E-commerce giant seeks to expand its foothold in medical supplies for emergency rooms, operating suites and outpatient facilities
Amazon.com Inc. is pushing to turn its nascent medical-supplies business into a major supplier to U.S. hospitals and outpatient clinics that could compete with incumbent distributors of items from gauze to hip implants.
Amazon (AMZN) has invited hospital executives to its Seattle headquarters on several occasions, most recently in late January, to solicit information about the sector and sound out ideas for expanding the company’s business-to-business marketplace, Amazon Business, into one where hospitals could shop to stock outpatient locations, operating suites and emergency rooms, according to hospital executives who attended the meetings.
Amazon Business already sells a limited selection of medical supplies–some sutures, for example, but not more specialized items like hip implants–as well as industrial and office supplies.

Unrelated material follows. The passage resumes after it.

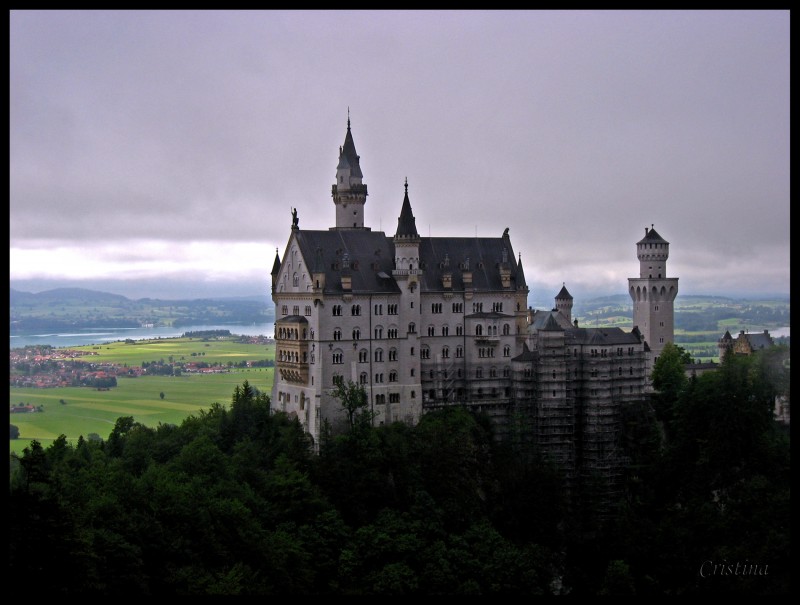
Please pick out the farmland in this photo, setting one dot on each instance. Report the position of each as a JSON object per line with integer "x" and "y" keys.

Amazon recently dispatched employees to a large Midwestern hospital system, where hospital officials are testing whether they can use Amazon Business to order health-care supplies for the hospital system’s roughly 150 outpatient facilities, according to a hospital official overseeing the efforts.
The pilot is customized for the hospital system’s catalog of supplies, the official said, allowing employees to compare prices the hospital negotiates with its distributors against those in the Amazon Business marketplace.